Co-developed with The Blues and inspired by players’ favourite dishes, this limited edition creamy beef katsu curry and silky chilled tofu dinner is packed full of premium ingredients we know you’ll love. Plus, with every recipe you order from the Blues Ultimate Dinner Series, you’ll go in the draw to win game-day tickets and official Blues merchandise.
1 packet
Jasmine rice
1
Asian Greens
1
Spring Onion
200 g
Firm tofu
(Contains: Soy; May be present: Eggs, Sesame, Crustaceans)
300 g
Beef Rump
1 packet
one-step coater
(Contains: Gluten, Wheat; May be present: Soy)
1 packet
Japanese Curry Paste
(May be present: Sesame, Soy, Eggs, Fish, Milk)
1 packet
Coconut Milk
1 packet
Ponzu Sauce
(Contains: Gluten, Soy, Wheat; May be present: Almond, Eggs, Fish, Milk, Sesame, Sulphites)
1 sachet
Mixed Sesame Seeds
(Contains: Sesame; May be present: Gluten, Soy, Wheat)
1 packet
Ginger Paste
1 drizzle
olive oil
1.25 cup
water (for the rice)
¼ cup
water (for the curry)

• See ‘Top Steak Tips!’ (below left).
• In a medium saucepan, bring the water (for the
rice) to the boil.
• Add jasmine rice, stir, cover with a lid and
reduce heat to low.
• Cook for 12 minutes, then remove pan from heat
and keep covered until rice is tender and all the
water is absorbed, 10-15 minutes.
TIP: The rice will finish cooking in its own steam so
don’t peek!

• Meanwhile, thinly slice spring onion
(see ingredients).
• Cut Asian greens into quarters lengthwise.
• Add ginger paste to a small heatproof bowl.
• Heat a large frying pan with a good drizzle of
olive oil over high heat, until just smoking,
30 seconds, then carefully pour over ginger.
Set aside.
TIP: The hot oil will bubble up and ‘cook’ the ginger.

• Heat a small saucepan over medium-high heat.
• Add Japanese curry paste, coconut milk and
the water (for the curry).
• Cook, stirring, until combined and bubbling,
1-2 minutes.
• Season to taste with salt and pepper.

• While curry is cooking, evenly spread one-step
coater on a plate. Press beef rump into the
coater, turning to coat.
• Return the large frying pan to medium-high heat
with a drizzle of olive oil.
• When oil is hot, cook beef for 4-5 minutes each
side for medium-rare, or until cooked to your
liking. Transfer to a plate to rest.
TIP: The meat will keep cooking as it rests!

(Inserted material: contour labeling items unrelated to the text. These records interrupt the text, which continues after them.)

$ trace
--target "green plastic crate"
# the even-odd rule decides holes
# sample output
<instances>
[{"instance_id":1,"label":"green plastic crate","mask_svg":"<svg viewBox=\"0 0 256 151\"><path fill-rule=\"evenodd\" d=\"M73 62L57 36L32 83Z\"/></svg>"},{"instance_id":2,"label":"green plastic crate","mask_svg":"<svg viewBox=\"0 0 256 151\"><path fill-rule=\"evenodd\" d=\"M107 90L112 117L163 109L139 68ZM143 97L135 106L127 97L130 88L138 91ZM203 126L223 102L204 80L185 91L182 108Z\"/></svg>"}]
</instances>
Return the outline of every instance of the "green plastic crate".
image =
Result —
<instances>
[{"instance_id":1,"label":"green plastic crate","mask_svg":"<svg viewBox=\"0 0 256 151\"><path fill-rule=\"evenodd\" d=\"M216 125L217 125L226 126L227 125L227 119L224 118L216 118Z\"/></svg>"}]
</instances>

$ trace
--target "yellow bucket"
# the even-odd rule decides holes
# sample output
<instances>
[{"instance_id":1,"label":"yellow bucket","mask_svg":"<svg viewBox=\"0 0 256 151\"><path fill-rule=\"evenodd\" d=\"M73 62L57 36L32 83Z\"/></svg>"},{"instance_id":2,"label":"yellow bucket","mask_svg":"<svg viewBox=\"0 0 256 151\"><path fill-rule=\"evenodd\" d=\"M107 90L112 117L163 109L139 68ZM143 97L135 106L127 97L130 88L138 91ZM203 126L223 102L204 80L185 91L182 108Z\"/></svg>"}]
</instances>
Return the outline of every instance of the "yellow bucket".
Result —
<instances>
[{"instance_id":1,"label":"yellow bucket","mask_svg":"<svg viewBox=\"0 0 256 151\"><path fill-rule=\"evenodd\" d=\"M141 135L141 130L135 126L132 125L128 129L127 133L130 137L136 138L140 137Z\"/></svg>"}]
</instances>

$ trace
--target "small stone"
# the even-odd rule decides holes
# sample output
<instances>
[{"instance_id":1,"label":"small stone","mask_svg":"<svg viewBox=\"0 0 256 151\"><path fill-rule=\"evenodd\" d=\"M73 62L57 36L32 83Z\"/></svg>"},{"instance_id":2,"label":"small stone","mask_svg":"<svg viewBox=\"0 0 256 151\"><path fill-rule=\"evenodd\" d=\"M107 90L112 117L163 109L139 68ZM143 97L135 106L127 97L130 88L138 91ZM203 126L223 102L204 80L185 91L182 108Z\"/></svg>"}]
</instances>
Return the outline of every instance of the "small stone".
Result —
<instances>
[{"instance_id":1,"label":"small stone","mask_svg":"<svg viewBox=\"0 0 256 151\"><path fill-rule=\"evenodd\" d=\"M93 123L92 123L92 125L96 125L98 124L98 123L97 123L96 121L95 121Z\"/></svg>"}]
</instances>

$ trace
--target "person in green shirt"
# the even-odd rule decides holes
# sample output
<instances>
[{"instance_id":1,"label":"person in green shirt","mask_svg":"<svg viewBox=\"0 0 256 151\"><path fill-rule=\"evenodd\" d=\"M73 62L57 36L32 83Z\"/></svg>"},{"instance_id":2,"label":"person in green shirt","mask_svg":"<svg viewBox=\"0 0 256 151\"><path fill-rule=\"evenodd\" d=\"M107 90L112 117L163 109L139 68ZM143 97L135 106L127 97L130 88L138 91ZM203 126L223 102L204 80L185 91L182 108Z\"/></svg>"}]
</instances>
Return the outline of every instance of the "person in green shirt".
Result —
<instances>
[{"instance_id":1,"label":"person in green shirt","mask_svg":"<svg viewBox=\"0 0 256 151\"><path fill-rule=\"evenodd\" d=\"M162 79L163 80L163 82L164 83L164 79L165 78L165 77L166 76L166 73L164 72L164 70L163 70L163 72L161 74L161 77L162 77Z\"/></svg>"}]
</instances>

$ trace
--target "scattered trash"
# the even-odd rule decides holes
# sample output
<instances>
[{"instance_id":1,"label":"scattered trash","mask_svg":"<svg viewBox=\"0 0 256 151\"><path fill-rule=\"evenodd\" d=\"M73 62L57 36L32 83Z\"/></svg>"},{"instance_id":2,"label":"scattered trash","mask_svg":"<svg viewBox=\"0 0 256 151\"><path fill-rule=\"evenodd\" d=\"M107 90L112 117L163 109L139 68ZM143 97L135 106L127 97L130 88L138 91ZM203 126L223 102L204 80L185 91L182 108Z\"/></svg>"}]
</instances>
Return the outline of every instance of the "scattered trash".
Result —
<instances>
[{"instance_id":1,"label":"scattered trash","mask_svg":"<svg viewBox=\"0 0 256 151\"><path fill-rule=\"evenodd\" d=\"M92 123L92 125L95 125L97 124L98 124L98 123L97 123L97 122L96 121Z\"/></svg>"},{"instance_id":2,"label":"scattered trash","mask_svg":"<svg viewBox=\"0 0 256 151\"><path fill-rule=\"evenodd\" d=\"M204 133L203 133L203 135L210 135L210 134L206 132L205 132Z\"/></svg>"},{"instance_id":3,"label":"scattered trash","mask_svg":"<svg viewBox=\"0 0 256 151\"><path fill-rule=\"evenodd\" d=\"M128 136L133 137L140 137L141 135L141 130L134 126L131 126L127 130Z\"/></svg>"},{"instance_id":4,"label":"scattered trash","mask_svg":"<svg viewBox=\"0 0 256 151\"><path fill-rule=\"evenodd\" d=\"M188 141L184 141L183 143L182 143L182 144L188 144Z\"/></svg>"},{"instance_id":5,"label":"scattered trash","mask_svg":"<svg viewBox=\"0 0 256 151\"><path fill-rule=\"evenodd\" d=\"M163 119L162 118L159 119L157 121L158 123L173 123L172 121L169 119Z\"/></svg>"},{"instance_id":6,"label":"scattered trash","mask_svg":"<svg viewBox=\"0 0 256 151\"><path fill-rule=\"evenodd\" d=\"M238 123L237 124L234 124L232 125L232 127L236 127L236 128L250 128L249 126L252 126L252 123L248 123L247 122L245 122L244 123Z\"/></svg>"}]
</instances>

• While beef is resting, add Asian greens in a
microwave-safe bowl with a splash of water.
• Cover with a damp paper towel and microwave
on high until just tender, 2-3 minutes.
• Drain any excess liquid.

• Just before serving, add plain tofu
(see ingredients) to a microwave-safe bowl and
microwave for 1 minute, or until heated through.
• Slice tofu (if preferred), then place in serving
dish. Top with ginger oil, ponzu sauce, some
mixed sesame seeds (see ingredients) and
spring onion.
• Thinly slice beef and season to taste.
• Divide golden curry, jasmine rice and steamed
Asian greens between bowls.
• Top with beef katsu and any remaining sesame
seeds. Serve with hiyayakko tofu. Enjoy!